Per l’Economia coperture incomplete

Fonte: Il Sole 24 Ore

Un puzzle difficile da comporre. È quello delle coperture per l’operazione taglia-cuneo. Anche a causa dei paletti di Bruxelles, a partire dall’impossibilità di non sfondare, e neppure di avvicinare troppo, il fatidico tetto del 3% del rapporto deficit-Pil. Con i tecnici del ministero dell’Economia all’affannosa ricerca di opzioni per rendere maggiormente strutturale la dote da 10 miliardi necessaria per ridurre le tasse nel 2014. Che si ridurrebbe a 8,5 miliardi con un intervento datato aprile. E proprio questa è la soluzione alla quale pensa Matteo Renzi. Ma ieri sera al ministero dell’Economia la quadratura del cerchio non risultava ancora trovata.

E la mancanza di una stabile impalcatura contabile dovrebbe costringere Palazzo Chigi a optare per la presentazione delle sole linee d’indirizzo dell’intervento sul cuneo nel Consiglio dei ministri di oggi rinviando alle prossime settimane il varo vero e proprio del provvedimento.

Dalla Presidenza del Consiglio si getta acqua sul fuoco e si sparge ottimismo. Lo stesso viceministro dell’Economia, Enrico Morando, assicura: il nodo coperture «è sostanzialmente risolto». A palazzo Chigi sono certi di aver individuato risorse per 20 miliardi, metà delle quali subito utilizzabili. Il pilastro su cui costruire l’operazione taglia-cuneo resta il piano di spending review consegnato, con tanto di proposte d’intervento, ieri dal Commissario straordinario, Carlo Cottarelli, all’apposito Comitato interministeriale presieduto dal premier stesso.

Un piano che garantirebbe la possibilità di recuperare 7 miliardi nel 2014: un terzo dal rafforzamento del metodo Consip, circa 500 milioni dalla stretta sulla dirigenza pubblica (stipendi compresi), e il resto intervenendo su consulenze, auto blu, costi della politica, razionalizzazione delle spese della Difesa, riordino degli incentivi alle imprese e giro di vite su enti inutili e società partecipate. Tre miliardi, secondo Palazzo Chigi, potrebbero arrivare dalla minor spesa per interessi legata all’effetto spread, 2 miliardi dall’operazione sul rientro dei capitali, 1,6 miliardi dalla maggior Iva derivante dal pagamento di tutti i debiti della Pa nei confronti delle imprese. E 6,4 miliardi facendo salire subito l’asticella del rapporto deficit-Pil dal 2,6% al 3 per cento. Un’ipotesi, quest’ultima, che non è vista di buon occhio da Bruxelles e neppure dal ministro dell’Economia, Pier Carlo Padoan. Che non intende mettere in nessun modo a repentaglio il tetto del 3%, come ha annunciato il 6 marzo al Sole 24 Ore. Una valutazione condivisa dal Quirinale. E così all’Economia si continua nella ricerca di misure per puntellare le coperture.

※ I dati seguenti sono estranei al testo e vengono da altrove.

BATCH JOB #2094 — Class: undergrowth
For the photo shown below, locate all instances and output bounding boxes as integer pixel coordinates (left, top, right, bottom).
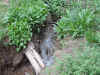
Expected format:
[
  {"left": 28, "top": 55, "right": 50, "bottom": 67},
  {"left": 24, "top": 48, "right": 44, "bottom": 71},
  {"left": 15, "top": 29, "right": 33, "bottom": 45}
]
[
  {"left": 5, "top": 0, "right": 48, "bottom": 52},
  {"left": 56, "top": 46, "right": 100, "bottom": 75}
]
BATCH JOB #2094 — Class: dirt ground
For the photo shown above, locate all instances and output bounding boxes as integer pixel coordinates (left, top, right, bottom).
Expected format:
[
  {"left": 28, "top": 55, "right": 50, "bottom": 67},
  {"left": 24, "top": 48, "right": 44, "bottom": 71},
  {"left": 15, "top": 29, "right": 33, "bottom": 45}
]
[
  {"left": 0, "top": 37, "right": 85, "bottom": 75},
  {"left": 0, "top": 0, "right": 85, "bottom": 75}
]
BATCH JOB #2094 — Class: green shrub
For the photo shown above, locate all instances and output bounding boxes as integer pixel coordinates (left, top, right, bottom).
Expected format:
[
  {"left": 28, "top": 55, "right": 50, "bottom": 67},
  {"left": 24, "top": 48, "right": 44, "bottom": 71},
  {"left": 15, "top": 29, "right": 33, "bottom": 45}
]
[
  {"left": 44, "top": 0, "right": 67, "bottom": 17},
  {"left": 56, "top": 46, "right": 100, "bottom": 75},
  {"left": 55, "top": 9, "right": 95, "bottom": 38},
  {"left": 6, "top": 0, "right": 48, "bottom": 51}
]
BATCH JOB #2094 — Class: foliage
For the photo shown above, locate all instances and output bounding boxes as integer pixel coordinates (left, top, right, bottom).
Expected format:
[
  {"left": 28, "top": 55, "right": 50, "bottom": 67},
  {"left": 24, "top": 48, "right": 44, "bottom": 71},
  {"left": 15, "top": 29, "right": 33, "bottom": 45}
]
[
  {"left": 56, "top": 9, "right": 95, "bottom": 38},
  {"left": 0, "top": 0, "right": 8, "bottom": 40},
  {"left": 5, "top": 0, "right": 48, "bottom": 51},
  {"left": 56, "top": 46, "right": 100, "bottom": 75},
  {"left": 44, "top": 0, "right": 67, "bottom": 17}
]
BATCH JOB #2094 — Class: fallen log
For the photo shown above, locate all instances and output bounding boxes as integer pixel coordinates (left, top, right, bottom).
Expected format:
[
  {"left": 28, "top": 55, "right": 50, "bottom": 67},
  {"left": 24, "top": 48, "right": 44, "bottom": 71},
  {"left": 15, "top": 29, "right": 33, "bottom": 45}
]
[{"left": 25, "top": 42, "right": 45, "bottom": 75}]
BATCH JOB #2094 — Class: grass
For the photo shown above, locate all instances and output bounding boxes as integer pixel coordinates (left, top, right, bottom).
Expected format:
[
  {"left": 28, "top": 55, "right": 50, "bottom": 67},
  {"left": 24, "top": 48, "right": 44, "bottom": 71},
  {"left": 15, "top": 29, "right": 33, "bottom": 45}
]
[{"left": 0, "top": 0, "right": 8, "bottom": 39}]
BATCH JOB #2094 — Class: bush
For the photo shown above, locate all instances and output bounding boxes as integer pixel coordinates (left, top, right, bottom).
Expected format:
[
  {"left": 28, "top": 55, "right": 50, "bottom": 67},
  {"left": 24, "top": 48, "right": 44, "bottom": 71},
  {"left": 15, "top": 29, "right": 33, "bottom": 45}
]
[
  {"left": 6, "top": 0, "right": 48, "bottom": 51},
  {"left": 56, "top": 9, "right": 95, "bottom": 38},
  {"left": 44, "top": 0, "right": 67, "bottom": 17},
  {"left": 56, "top": 46, "right": 100, "bottom": 75}
]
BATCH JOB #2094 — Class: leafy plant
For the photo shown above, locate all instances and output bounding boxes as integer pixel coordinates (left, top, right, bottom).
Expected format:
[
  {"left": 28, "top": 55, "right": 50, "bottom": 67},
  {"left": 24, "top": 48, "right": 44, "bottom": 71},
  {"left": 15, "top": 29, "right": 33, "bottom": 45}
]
[
  {"left": 5, "top": 0, "right": 48, "bottom": 52},
  {"left": 56, "top": 9, "right": 95, "bottom": 38},
  {"left": 44, "top": 0, "right": 67, "bottom": 17},
  {"left": 52, "top": 46, "right": 100, "bottom": 75}
]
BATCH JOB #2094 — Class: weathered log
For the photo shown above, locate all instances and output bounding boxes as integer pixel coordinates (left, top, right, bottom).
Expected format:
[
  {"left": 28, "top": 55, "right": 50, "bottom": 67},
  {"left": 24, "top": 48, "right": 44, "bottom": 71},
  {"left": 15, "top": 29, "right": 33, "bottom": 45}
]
[{"left": 25, "top": 42, "right": 45, "bottom": 75}]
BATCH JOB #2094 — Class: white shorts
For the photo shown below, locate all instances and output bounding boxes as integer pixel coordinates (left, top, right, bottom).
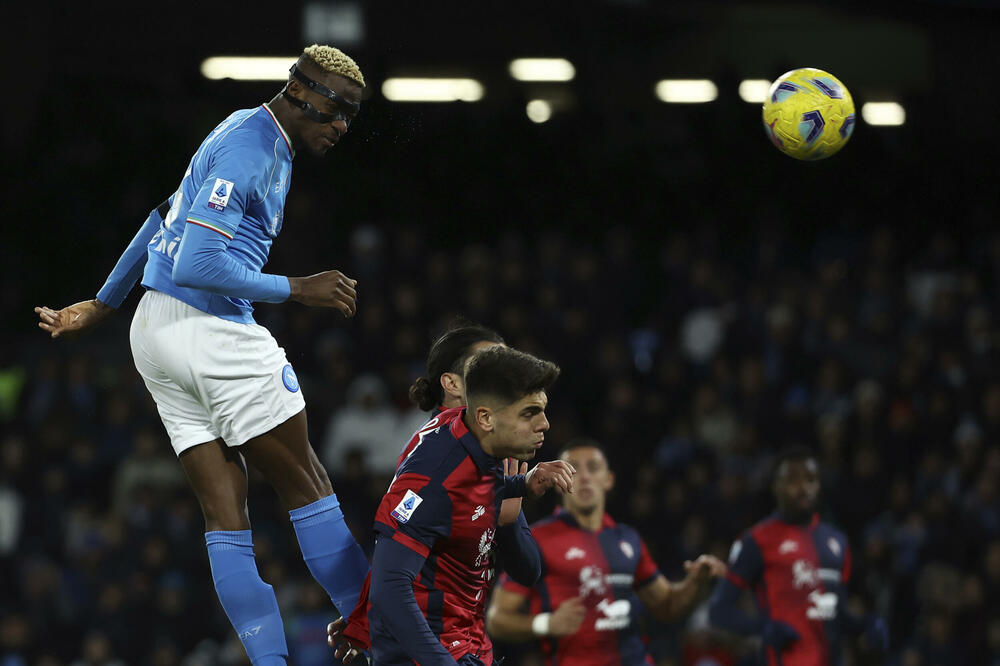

Anche alcune delle altre opzioni di copertura individuate a palazzo Chigi non sembrano convincere i tecnici di via XX settembre. A cominciare da quella sulla maggiore Iva dai pagamenti dei debiti della Pa a causa dei tempi lunghi dell’operazione dovuti alla scelta dello stesso Governo di procedere con un disegno di legge, anche per effetto dei vincoli di Bruxelles. Anche la dote della minor spesa da interessi legata all’effetto spread non potrebbe essere utilizzata in tempi brevi visto che andrebbe calcolata a consuntivo. Complicata pure l’utilizzazione delle risorse dell’operazione di rientro dei capitali dai paradisi fiscali originariamente prevista da un decreto legge che, giunto a passo dalla scadenza, è stato ora “declassato” a proposta di legge. Non solo: sull’utilizzazione a fini di copertura delle risorse provenienti da interventi una tantum anti-evasione Bruxelles e la Corte dei conti hanno espresso a più riprese molte perplessità.

La ricerca di nuove fonti di copertura allunga così l’elenco che dal Tesoro vengono invaiate a Palazzo Chigi.

Nel menù delle misure possibili, dopo l’eventuale taglio agli acquisti dei caccia F-35, che sembra aver perso quota, avrebbe fatto capolino anche un taglio in versione lineare dell’1% alle retribuzioni dei dipendenti pubblici. Un’ipotesi però subito accantonata mentre si starebbero ancora valutando quelle su una stretta delle pensioni di reversibilità e delle indennità di accompagnamento per le fasce di reddito medio-alte. Non manca una carta di riserva: la rimodulazione della tassazione sulle rendite finanziarie.